Last updated on: October 26, 2023, 09:41h.
The U.S. Supreme Court Wednesday declined to block the $2.5 billion gaming compact between Florida and the Seminole Tribe, owner of the Hard Rock Casino brand.
The SCOTUS decision means the tribe is free to launch mobile sports betting throughout the state after a two-year hiatus. But with several legal challenges to the compact still pending, it’s not clear whether it would be expedient for the tribe to do so.
Pari-mutuel operator West Flagler Associates has challenged the constitutionality of the compact. Its lawyers had requested a long-term stay on a lower court ruling that would have allowed the compact to take effect.
A short-term administrative stay was granted earlier this month, pending a ruling. In a two-page decision published Wednesday, SCOTUS denied the request.
West Flagler, which owns the Bonita Springs Poker Room, ultimately wants SCOTUS to review its legal challenge to the compact. It also has a case pending in the Florida Supreme Court.
Biggest Deal in America
The powerful Seminole Tribe and the State of Florida had been at loggerheads over negotiations for a new compact since 2015, and when SCOTUS defanged PASPA, the federal prohibition on sports betting in 2018, it provided the state with a new negotiating tool.

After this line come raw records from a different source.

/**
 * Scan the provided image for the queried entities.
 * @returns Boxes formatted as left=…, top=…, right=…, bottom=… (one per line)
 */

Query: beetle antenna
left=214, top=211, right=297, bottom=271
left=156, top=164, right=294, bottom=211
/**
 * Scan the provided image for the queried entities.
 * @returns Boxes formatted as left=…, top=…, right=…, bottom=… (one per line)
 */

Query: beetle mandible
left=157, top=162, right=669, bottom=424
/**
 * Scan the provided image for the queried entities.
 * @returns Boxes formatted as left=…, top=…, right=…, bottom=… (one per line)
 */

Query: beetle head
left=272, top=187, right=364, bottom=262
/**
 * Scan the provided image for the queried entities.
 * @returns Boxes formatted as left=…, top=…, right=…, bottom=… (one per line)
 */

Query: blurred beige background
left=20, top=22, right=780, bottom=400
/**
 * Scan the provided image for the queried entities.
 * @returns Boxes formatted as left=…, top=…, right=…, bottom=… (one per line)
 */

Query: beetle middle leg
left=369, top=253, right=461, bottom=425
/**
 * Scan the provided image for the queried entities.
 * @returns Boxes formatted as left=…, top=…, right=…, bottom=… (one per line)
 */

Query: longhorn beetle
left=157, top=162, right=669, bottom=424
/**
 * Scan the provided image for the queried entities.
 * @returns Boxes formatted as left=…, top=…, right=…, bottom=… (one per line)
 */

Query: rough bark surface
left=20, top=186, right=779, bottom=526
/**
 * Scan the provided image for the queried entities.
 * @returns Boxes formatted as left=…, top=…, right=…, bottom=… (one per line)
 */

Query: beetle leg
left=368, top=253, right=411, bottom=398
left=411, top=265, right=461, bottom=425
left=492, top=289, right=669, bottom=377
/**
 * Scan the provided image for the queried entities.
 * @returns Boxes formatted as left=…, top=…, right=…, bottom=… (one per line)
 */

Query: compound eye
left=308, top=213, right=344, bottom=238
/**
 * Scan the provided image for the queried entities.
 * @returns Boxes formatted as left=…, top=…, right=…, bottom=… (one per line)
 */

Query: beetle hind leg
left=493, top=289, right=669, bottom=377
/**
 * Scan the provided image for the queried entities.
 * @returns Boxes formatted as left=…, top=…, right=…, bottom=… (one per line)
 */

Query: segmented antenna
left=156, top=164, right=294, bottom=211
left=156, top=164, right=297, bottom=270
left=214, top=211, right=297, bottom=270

In May 2021, the state legislature approved the new compact, which extended the tribes’ gaming monopoly to sports betting, roulette, and craps, none of which had previously been legal in Florida.

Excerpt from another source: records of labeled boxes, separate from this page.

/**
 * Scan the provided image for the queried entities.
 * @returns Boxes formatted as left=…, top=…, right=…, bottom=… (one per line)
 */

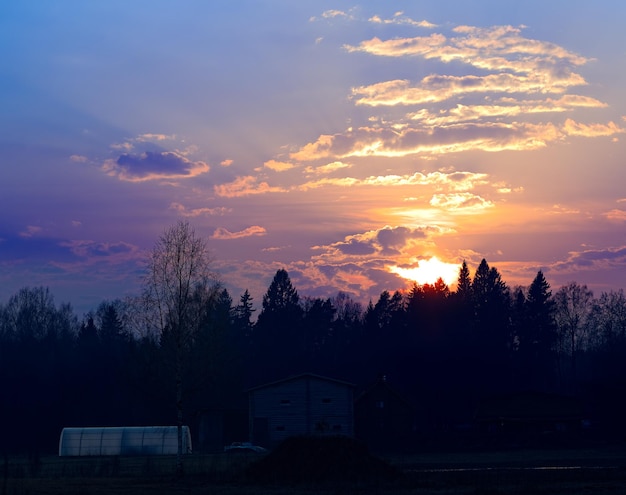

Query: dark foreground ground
left=0, top=445, right=626, bottom=495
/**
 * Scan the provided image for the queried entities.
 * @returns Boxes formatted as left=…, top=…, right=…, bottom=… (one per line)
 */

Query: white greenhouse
left=59, top=426, right=191, bottom=456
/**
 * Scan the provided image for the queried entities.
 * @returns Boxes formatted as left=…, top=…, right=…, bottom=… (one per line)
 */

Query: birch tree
left=143, top=221, right=215, bottom=475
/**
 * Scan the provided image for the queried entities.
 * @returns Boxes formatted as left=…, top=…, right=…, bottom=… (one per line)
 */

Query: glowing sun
left=389, top=256, right=459, bottom=286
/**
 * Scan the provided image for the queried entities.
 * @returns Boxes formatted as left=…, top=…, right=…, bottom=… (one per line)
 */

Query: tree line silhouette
left=0, top=259, right=626, bottom=453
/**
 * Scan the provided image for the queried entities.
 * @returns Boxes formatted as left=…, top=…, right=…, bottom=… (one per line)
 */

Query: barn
left=248, top=373, right=354, bottom=447
left=59, top=426, right=191, bottom=456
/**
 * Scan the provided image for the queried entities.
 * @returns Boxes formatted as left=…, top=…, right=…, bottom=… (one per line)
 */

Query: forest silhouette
left=0, top=260, right=626, bottom=454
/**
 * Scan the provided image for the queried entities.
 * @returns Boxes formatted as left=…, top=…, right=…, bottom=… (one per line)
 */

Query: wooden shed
left=354, top=376, right=416, bottom=450
left=248, top=373, right=354, bottom=447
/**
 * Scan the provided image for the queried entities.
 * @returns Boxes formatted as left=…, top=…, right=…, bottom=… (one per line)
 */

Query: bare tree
left=143, top=221, right=215, bottom=475
left=554, top=282, right=593, bottom=390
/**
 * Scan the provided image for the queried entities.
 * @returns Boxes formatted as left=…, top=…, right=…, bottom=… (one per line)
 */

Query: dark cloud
left=103, top=151, right=209, bottom=182
left=376, top=227, right=425, bottom=254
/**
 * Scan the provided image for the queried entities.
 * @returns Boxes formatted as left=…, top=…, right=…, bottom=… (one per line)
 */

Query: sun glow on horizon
left=389, top=256, right=460, bottom=286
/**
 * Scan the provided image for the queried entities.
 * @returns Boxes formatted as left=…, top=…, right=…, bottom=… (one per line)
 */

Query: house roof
left=355, top=376, right=413, bottom=408
left=247, top=373, right=355, bottom=392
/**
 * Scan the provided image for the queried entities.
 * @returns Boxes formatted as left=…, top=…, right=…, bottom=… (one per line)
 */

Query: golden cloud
left=211, top=225, right=267, bottom=240
left=563, top=119, right=626, bottom=137
left=263, top=160, right=295, bottom=172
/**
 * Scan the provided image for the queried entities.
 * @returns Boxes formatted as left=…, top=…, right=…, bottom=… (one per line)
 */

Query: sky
left=0, top=0, right=626, bottom=313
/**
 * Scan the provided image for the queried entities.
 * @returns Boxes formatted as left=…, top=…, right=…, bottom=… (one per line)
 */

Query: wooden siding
left=249, top=375, right=354, bottom=446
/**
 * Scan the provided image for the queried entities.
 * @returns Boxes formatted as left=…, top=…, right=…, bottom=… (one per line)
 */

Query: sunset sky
left=0, top=0, right=626, bottom=313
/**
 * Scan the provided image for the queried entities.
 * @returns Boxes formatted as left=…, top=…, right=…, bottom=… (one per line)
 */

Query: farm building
left=354, top=375, right=416, bottom=450
left=248, top=373, right=354, bottom=447
left=59, top=426, right=191, bottom=456
left=475, top=392, right=583, bottom=440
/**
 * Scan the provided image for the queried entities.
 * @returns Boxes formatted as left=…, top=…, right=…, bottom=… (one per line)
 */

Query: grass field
left=0, top=446, right=626, bottom=495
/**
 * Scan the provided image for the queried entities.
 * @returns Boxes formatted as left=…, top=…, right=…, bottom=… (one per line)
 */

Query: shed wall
left=250, top=375, right=354, bottom=445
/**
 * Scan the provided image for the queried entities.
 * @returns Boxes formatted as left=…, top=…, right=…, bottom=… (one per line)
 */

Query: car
left=224, top=442, right=267, bottom=454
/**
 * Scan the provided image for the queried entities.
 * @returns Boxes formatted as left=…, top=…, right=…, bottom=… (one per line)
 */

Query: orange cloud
left=563, top=119, right=626, bottom=137
left=263, top=160, right=295, bottom=172
left=211, top=225, right=267, bottom=240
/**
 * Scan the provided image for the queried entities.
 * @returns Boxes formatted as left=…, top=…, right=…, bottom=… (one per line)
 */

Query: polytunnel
left=59, top=426, right=191, bottom=456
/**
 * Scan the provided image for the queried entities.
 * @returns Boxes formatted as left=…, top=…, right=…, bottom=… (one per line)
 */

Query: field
left=0, top=446, right=626, bottom=495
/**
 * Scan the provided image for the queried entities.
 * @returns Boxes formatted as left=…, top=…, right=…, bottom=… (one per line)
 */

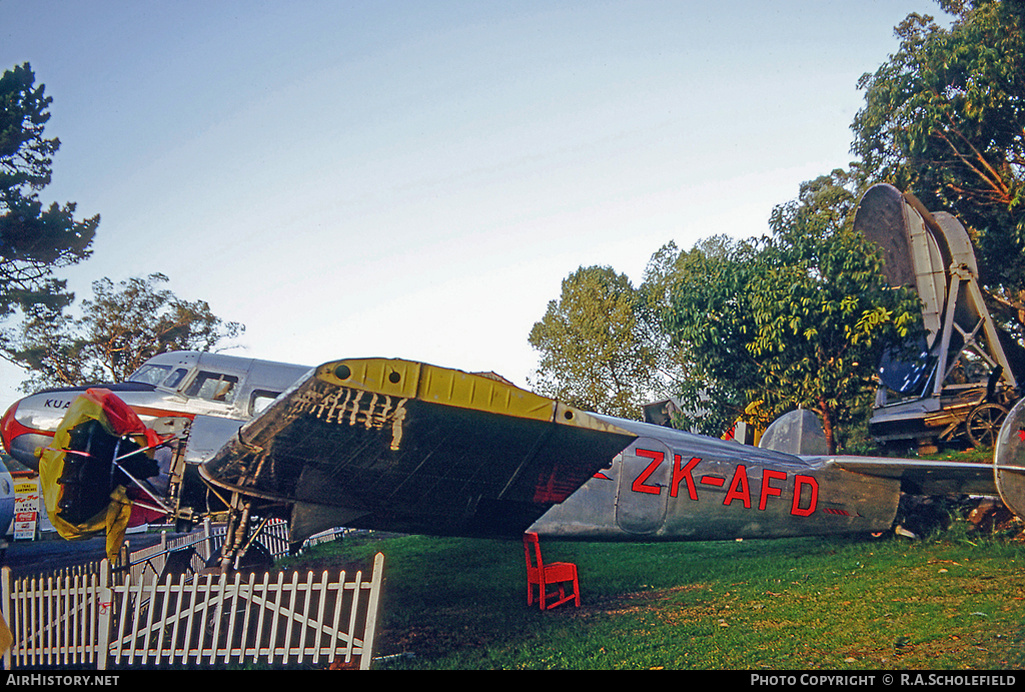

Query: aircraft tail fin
left=759, top=409, right=829, bottom=456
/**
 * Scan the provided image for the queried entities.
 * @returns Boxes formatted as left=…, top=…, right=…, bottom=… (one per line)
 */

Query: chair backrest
left=523, top=531, right=544, bottom=570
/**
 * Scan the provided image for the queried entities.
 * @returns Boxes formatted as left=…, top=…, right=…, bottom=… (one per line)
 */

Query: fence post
left=364, top=553, right=384, bottom=670
left=96, top=559, right=114, bottom=670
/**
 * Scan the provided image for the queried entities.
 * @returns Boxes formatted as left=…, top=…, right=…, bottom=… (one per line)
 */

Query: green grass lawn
left=287, top=523, right=1025, bottom=670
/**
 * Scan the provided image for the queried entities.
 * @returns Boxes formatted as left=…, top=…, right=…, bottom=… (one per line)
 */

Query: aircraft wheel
left=965, top=404, right=1008, bottom=449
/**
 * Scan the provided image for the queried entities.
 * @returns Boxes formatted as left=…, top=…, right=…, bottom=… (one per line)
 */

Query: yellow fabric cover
left=36, top=390, right=147, bottom=561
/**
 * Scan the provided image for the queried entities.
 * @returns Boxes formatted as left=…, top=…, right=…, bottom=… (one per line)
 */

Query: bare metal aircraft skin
left=0, top=354, right=1025, bottom=553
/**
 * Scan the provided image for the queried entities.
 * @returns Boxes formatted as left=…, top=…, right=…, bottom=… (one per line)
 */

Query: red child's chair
left=523, top=531, right=580, bottom=610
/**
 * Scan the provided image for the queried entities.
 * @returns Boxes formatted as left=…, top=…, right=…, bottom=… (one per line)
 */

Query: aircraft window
left=186, top=372, right=239, bottom=404
left=249, top=390, right=281, bottom=415
left=164, top=368, right=189, bottom=390
left=128, top=365, right=171, bottom=384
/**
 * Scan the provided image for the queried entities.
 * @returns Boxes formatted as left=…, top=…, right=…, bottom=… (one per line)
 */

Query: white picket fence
left=0, top=553, right=384, bottom=670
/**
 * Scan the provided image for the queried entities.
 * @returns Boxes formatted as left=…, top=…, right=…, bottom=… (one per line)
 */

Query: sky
left=0, top=0, right=943, bottom=408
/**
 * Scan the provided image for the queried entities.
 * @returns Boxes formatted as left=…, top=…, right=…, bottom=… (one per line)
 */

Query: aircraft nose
left=0, top=402, right=17, bottom=454
left=0, top=401, right=52, bottom=469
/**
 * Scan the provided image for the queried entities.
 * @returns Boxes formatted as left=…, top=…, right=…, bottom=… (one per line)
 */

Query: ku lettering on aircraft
left=0, top=187, right=1025, bottom=568
left=0, top=353, right=1025, bottom=570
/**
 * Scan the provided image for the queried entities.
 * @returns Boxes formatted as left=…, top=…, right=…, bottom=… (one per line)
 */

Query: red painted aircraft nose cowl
left=0, top=403, right=25, bottom=452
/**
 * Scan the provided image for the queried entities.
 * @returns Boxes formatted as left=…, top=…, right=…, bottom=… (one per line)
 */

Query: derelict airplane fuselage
left=0, top=353, right=1025, bottom=561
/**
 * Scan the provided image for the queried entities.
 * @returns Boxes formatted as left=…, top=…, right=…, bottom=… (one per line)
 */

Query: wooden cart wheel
left=965, top=404, right=1008, bottom=449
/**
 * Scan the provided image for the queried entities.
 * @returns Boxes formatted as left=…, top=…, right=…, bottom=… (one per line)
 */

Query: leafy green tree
left=665, top=170, right=920, bottom=451
left=852, top=0, right=1025, bottom=336
left=529, top=267, right=657, bottom=418
left=0, top=63, right=99, bottom=319
left=5, top=274, right=245, bottom=392
left=641, top=236, right=761, bottom=437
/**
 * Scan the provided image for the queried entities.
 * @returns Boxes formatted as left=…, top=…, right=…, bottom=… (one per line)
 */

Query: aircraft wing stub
left=202, top=359, right=637, bottom=537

Worth $2.5 billion to the state over the first five years, it was the biggest tribal casino revenue-share deal in America.
The compact was forwarded to the U.S. Interior Department’s Bureau of Indian Affairs (BIA) for necessary federal approval. The agency took no action for 45 days, allowing it to be deemed approved under the provisions of the Indian Gaming Regulatory Act (IGRA) on Aug. 11, 2021.
Where Does a Bet Take Place?
West Flagler sued the Interior Department, claiming the compact violated IGRA, which requires tribal gaming to take place on tribal land. Thus, it should have been rejected, according to the lawsuit.
The State of Florida had taken a broad reading of this statute when formulating the compact. It argues that all mobile betting transactions occur on tribal land, because that’s where the Seminoles’ internet servers are based.
West Flagler also argued that handing the monopoly to the tribe violated the equal commerce clause of the U.S. Constitution.
In November 2021, Judge Dabney L. Friedrich of the Federal District Court in Washington DC sided with West Flagler. She described the idea that wagers only took place where they were received as “a fiction.”
An appellate panel unanimously overturned her decision. The judges believed the matter should ultimately be decided by the Florida Supreme Court.
Sovereign Government ‘Has No Race’
While SCOTUS didn’t offer reasons for rejecting the stay on Wednesday, an accompanying note from Justice Brett M. Kavanaugh expressed his lingering concern about “serious” equal protection issues in the case.
U.S. Solicitor General Elizabeth B. Prelogar wrote in response that “the compact in this case is an agreement between two sovereigns… [and] agreement between sovereigns does not implicate race-based equal protection concerns. A sovereign government has no race.”